Bitcoin isn't ready for popular consumption, and it may never be.
It doesn't fit into a neat product category. Often called a virtual currency, it's not legal tender anywhere on the planet. It's not an income-generating asset class suitable for most investors. Its value fluctuates wildly, from one minute to the next. And while it can be a cheap way of transferring money, there are too many glitches in its emerging network for bitcoin to be reliable.
Even its advocates have raised red flags. As Patrick Murck, general counsel for the Bitcoin Foundation, a not-for-profit devoted to "fostering the bitcoin ecosystem", acknowledged in a Senate hearing last week: "It's very much still an experimental currency and it should be considered a high-risk environment for consumers and investors at the moment."
But bitcoin embodies an elegant and disruptive technology.
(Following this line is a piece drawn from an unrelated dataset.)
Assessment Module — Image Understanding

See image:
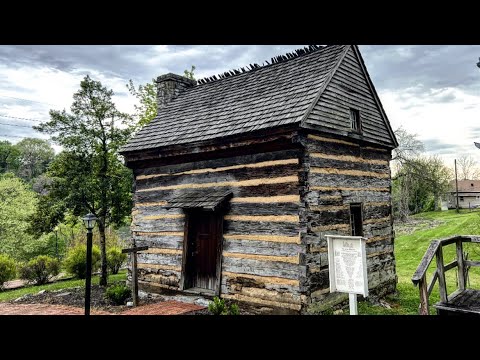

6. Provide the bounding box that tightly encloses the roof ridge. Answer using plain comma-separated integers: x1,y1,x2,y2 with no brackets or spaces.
197,45,334,85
It uses file-sharing, the peer-to-peer computer innovation that spawned early music services like Napster, Kazaa and LimeWire.
Bitcoin gives file-sharing a brilliant twist. In essence, it has created "a decentralised virtual currency that uses a peer-to-peer consensus system to confirm and verify transactions", two researchers at the Federal Reserve Bank of St Louis concluded in a recent study. And Francois Velde, a senior economist at the Federal Reserve Bank of Chicago, made this assessment in a new report on bitcoin: "It represents a remarkable conceptual and technical achievement, which may well be used by existing financial institutions (which could issue their own bitcoins) or even by governments themselves."
Speculators and money launderers have already found much to like about the relatively anonymous digital currency, and that has forced the government to play catch-up. Bitcoin allowed the website Silk Road, which the government shut down in October, to become "the largest illegal drug and contraband marketplace on the internet", said Jennifer Shasky Calvery, the director of the Treasury's Financial Crimes Enforcement Network.
Federal and state authorities are requiring firms that exchange bitcoin into currency, or use it to transfer funds, to comply with existing regulations. But when the exchange takes place in a country where US authorities do not have access, "there may be opportunities for money-laundering", said Jeffrey Neuberger of law firm Proskauer.
Even with all of its problems, the eventual creation of a reliable, decentralised, peer-shared, computer-based currency remains the holy grail in some circles. Back in 1999, Milton Friedman predicted its eventual arrival. Markets would flourish in cyberspace, freeing people from what he considered the stifling grasp of a paternalistic and inefficient government. But one ingredient was missing, he said. He called it "a reliable e-cash", that would enable you to "transfer funds from A to B, without A knowing B or B knowing A".
Unfortunately, that would create new problems, he said. "The gangsters," he said, "the people who are engaging in illegal transactions, will also have an easier way to carry on their business."